A mediados del siglo XVII se produce un abrupto cambio en la estructura profunda del saber, en virtud del cual se derrumba la episteme basada en la semejanza y surge una nueva episteme, la del periodo clásico, en la que es la representación la ley fundamental o principio configurador del saber, una contraposición que recuerda la distinción o antítesis establecida por Heidegger en su ensayo «La época de la imagen del mundo» (1938), incluido en Sendas perdidas (1950), entre la correspondencia, como forma principal del pensamiento premoderno, que vinculó también con el principio de la analogía, y la representación como forma primera del conocimiento moderno. El conocimiento deja de funcionar como una búsqueda de similitudes secretamente compartidas por las cosas para empezar a funcionar como una tarea de establecer identidades, las identidades estables y separadas de las cosas, y las diferencias entre ellas. Con este primado de la representación pasan a ocupar un lugar central en la episteme clásica el análisis, el orden y la taxonomía.

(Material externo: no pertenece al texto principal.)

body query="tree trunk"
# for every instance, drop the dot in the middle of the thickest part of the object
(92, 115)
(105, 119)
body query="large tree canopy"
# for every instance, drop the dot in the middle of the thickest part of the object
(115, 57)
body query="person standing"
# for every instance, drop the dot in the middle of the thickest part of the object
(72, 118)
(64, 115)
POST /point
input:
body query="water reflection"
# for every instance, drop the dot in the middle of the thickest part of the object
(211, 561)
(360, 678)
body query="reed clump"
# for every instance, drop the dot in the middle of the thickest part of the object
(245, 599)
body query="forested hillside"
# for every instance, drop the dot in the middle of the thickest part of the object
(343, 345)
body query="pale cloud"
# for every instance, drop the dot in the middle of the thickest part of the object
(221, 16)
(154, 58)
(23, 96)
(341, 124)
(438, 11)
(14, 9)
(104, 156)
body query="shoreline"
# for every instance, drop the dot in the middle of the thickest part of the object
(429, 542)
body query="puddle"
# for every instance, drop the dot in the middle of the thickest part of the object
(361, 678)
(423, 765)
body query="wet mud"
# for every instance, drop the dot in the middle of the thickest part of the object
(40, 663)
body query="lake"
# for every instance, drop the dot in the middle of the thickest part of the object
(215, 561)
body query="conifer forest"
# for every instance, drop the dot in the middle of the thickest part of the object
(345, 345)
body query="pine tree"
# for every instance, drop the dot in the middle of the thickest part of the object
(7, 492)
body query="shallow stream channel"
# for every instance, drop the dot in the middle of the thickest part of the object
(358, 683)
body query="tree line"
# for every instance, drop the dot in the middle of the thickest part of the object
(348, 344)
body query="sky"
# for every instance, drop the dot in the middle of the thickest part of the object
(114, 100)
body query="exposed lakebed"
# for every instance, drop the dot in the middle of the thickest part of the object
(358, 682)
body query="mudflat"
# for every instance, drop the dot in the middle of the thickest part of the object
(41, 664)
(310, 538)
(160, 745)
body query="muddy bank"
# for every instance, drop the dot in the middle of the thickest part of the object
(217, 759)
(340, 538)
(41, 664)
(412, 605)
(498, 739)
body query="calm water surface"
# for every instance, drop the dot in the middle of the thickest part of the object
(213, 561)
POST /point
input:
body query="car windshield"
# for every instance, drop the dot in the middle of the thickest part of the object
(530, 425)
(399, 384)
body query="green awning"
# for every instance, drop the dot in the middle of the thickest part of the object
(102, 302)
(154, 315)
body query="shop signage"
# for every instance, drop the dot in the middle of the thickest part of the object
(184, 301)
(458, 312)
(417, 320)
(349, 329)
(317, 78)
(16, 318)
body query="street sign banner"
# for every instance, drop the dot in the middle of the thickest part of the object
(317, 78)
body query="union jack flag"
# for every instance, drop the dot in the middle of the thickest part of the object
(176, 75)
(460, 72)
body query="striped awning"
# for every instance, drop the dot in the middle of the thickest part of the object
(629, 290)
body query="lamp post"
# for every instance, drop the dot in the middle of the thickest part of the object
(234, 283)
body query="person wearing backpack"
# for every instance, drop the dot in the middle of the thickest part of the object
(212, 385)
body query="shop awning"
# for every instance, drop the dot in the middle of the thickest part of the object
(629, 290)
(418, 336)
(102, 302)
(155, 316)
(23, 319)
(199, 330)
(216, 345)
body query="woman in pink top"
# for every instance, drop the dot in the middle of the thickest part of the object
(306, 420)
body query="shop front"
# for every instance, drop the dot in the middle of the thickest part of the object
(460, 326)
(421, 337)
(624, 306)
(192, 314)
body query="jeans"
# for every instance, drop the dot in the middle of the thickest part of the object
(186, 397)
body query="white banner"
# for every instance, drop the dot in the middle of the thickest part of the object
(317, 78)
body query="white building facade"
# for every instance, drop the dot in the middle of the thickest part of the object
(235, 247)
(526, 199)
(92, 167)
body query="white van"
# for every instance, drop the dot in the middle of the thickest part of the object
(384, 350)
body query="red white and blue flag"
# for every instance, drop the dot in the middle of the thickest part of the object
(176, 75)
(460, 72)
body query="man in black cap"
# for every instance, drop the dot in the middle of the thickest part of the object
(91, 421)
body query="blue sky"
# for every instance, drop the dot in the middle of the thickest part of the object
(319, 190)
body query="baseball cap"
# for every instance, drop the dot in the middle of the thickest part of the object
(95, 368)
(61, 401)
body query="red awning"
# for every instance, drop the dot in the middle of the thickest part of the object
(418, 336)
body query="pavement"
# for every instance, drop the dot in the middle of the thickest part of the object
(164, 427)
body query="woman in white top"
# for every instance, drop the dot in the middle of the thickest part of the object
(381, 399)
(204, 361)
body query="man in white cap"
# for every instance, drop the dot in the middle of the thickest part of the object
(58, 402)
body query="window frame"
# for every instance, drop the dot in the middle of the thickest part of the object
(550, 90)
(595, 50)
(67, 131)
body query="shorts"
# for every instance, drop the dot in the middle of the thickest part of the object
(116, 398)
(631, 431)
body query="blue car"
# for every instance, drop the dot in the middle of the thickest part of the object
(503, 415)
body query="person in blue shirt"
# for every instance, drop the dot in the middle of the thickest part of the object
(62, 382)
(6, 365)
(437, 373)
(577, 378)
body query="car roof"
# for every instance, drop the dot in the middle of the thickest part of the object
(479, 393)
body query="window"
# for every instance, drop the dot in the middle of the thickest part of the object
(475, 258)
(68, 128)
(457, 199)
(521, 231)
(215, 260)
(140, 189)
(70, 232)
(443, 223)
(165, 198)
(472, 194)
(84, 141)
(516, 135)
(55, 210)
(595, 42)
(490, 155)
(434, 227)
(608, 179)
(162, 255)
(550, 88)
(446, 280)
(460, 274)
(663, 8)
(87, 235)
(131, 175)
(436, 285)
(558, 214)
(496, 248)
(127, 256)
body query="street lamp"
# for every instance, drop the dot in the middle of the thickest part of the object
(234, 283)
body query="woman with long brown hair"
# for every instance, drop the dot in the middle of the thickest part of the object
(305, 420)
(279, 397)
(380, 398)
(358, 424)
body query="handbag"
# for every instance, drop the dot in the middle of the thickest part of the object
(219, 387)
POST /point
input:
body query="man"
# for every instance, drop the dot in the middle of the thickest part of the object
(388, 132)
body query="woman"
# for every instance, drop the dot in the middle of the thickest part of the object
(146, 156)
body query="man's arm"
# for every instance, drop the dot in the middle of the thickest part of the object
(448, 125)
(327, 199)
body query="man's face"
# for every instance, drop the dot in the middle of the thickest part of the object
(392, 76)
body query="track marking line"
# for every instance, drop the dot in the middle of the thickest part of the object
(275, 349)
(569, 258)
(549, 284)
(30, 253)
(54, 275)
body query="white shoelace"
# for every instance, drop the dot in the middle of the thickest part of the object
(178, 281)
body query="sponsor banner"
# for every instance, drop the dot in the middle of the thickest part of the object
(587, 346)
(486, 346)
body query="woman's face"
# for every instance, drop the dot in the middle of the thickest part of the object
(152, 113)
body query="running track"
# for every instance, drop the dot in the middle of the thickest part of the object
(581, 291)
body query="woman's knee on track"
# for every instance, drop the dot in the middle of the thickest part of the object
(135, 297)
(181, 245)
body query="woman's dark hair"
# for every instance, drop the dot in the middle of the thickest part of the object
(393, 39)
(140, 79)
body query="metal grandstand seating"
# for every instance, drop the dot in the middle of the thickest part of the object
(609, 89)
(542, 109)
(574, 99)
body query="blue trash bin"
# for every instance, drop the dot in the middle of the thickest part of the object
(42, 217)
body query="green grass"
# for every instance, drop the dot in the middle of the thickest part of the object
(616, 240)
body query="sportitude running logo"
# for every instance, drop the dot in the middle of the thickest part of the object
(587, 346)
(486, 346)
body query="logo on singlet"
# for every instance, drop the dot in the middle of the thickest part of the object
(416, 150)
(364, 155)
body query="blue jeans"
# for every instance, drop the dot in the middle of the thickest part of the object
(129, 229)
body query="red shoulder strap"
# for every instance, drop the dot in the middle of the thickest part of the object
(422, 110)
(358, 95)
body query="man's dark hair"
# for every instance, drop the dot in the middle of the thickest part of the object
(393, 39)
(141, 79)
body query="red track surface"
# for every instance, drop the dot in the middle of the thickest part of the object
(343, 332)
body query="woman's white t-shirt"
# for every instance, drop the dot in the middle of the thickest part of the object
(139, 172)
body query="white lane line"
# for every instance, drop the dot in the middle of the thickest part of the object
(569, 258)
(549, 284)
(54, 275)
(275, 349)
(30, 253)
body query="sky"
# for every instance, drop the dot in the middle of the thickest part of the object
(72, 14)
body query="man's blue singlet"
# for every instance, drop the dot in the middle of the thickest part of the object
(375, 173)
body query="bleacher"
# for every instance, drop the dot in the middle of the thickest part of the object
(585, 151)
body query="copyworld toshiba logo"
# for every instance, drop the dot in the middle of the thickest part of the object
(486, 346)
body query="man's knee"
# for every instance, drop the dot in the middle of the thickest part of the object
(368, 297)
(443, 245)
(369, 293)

Dadas las raíces cartesianas de varias de estas nociones (representación, orden, análisis), puede decirse que Foucault eleva, en cierto modo, partes esenciales de la metodología y epistemología de Descartes, de quien toma expresamente los nombres mismos de varias de estas nociones, al nivel de caracteres centrales de la episteme clásica, a la que no duda en designar también con el nombre de racionalismo, un racionalismo cuya instauración hará desaparecer en el siglo XVII las creencias supersticiosas o mágicas que la episteme renacentista había autorizado y dará entrada a la naturaleza en el orden científico.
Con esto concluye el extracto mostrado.